Nascido no Brooklyn em 1942, mudando-se para Long Island em seguida, Louis Allen Reed aprendeu a tocar guitarra ouvindo rádio. Era um desses baby boomers, nascido durante a Segunda Guerra, que seria devidamente afetado na década seguinte, quando o Rock’n’Roll surgiu como a primeira alternativa viável para jovens que procuravam diversão e identidade. Aos 14 anos fez sua primeira gravação, no grupo de doo-wop The Jades. Pouco depois, assumiu-se bissexual, o que levou seus pais a interná-lo para tratamento numa clínica psiquiátrica, na intenção de “curá-lo”. Lou chegou a receber choques elétricos com parte do “tratamento”. Aos 18 anos, viu sua oportunidade de sair de casa quando foi admitido na Universidade de Syracuse, onde começou a estudar jornalismo, escrita e cinema, formando-se em 1964, ano em que se mudou para Nova York para trabalhar como compositor na Pickwick Records. Como todos os que estavam envolvidos com artes, Reed transformou-se entre 1964 e 1966. Através de seu trabalho, conheceu John Cale, músico galês que fazia parte de um grupo chamado The Primitives. Cale tinha formação clássica, estudava viola e estava envolvido com experimentos em música atonal. Reed já conhecia o guitarrista Sterling Morrison e, através deste, chegaram até a baterista Maureen Tucker. Os quatro decidiram formar uma nova banda, cujo nome foi tirado de um livro sobre sexo no underground novaiorquino. Nascia o Velvet Underground.

 

 

A importância do Velvet para o rock foi definitiva.

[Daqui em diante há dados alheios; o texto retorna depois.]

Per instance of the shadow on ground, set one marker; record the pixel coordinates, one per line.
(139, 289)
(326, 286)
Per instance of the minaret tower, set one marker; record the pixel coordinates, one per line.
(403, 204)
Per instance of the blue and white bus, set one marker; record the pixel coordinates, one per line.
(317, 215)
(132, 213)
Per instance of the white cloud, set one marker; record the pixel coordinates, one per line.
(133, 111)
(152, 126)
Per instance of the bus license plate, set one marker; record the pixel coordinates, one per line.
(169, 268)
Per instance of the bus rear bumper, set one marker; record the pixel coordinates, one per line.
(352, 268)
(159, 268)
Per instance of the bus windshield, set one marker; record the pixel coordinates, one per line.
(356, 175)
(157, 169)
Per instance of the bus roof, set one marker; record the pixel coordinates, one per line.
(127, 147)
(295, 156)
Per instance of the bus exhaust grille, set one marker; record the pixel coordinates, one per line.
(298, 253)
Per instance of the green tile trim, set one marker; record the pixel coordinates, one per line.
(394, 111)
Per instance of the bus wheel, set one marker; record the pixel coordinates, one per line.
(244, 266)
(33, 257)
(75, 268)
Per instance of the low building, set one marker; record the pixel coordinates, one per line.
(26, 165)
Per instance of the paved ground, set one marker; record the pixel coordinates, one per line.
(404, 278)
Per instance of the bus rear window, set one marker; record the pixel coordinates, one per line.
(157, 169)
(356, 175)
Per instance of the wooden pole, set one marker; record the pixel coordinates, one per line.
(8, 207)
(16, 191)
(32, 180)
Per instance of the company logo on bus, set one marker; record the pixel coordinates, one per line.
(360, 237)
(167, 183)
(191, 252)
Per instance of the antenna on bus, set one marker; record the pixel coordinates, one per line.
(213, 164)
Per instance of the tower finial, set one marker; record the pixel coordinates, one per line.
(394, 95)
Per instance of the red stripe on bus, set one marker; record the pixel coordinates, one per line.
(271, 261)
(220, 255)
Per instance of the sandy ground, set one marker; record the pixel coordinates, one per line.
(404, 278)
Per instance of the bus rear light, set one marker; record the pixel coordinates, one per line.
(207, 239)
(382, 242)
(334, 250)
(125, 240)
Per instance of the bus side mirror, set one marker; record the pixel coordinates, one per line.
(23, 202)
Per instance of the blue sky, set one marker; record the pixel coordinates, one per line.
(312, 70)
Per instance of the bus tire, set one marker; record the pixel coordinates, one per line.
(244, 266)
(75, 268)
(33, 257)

Pode parecer impossível, mas, até então (1966/67), o estilo não era capaz de dar conta com precisão das dimensões sentimentais humanas. A partir do Velvet, impulsionado pela combinação das letras e melodias secas de Reed com a visão avant-garde de Cale, possibilitou uma escrita crônica sobre drogas, frustração, inquietações, sexo, paranóia e demais sensações que cresciam exponencialmente num mundo que, enfim se dera conta do caminho escolhido pela socidade, à beira da eclosão de movimentos sociais na Europa e nos USA. O Velvet foi como um instrumento de medição dessas ervas daninhas, capaz de captar com precisão o grande monstro a se criar. Chamaram a atenção de Andy Warhol, artista conceitual, que decidiu apadrinhar a banda, conferindo ainda mais o caráter de modernidade ao som do Velvet. Por sugestão de Andy, a banda recebeu o reforço da alemã Christa Paffgen, mais conhecida como Nico (anagrama de Icon), que participou das gravações do primeiro disco da banda, Velvet Underground & Nico (a banda não gostou da sugestão de Warhol e fez questão de mostrar que Nico não fazia parte da formação). Com a capa assinada por Warhol e um retumbante fracasso em vendas, o Velvet Underground entrou para a história. Canções como Heroin, Femme Fatale, Venus In Furs e I’m Waiting For The Man, nunca tocaram nas paradas de sucesso, tampouco o disco entrou na lista de top 100, chegando ao irrisório patamar de 30 mil cópias vendidas,mas, como disse Brian Eno, cada um dos compradores do disco na época, provavelmente montou uma banda após escutá-lo.

 

 

O Velvet não durou muito tempo. Divergências internas levaram à demissão de Warhol e Nico, que foi amante de Reed e Cale, este último também demitido após o segundo álbum, lançado em 1968, White Light, White Heat. Como a chegada do guitarrista Doug Yule, a banda ainda lançaria dois discos com mais proximidade do terreno das Pop songs, Velvet Underground (1969) e Loaded (1970), do qual constavam dois quase-hits da banda: Sweet Jane e Rock’n’Roll. Lou Reed deixaria o grupo logo em seguida e daria início a uma carreira solo dois anos depois. Se no Velvet a poesia de Reed trazia toda a fauna urbana da maior metrópole do planeta, ela intensificou-se quando ele se viu livre dos limites impostos por uma banda. Apesar de gravar um disco homônimo em 1972 com grandes músicos, entre eles, Steve Howe e Rick Wakeman, ambos integrantes do Yes, foi com Transformer, lançado pouco depois, com produção de David Bowie e Mick Ronson, que Lou Reed viu-se às voltas com a novidade de ter um hit. Walk On The Wild Side foi bem na Inglaterra, muito por conta da presença de Bowie no estúdio e por este ter confessado que Reed era uma de suas maiores influências, principalmente em tempos de Ziggy Stardust, então uma mania na Velha Ilha. O disco também trazia outras canções importantes como Vicious, Perfect Day e Satellite Of Love e tornou-se um dos grandes marcos da carreira solo de Lou. Era o grande momento do glam rock e Transformer, apesar de não ter semelhanças sonoras com o estilo, encaixava-se na ambiguidade sugerida pelo glam, mas de uma maneira menos festeira, digamos.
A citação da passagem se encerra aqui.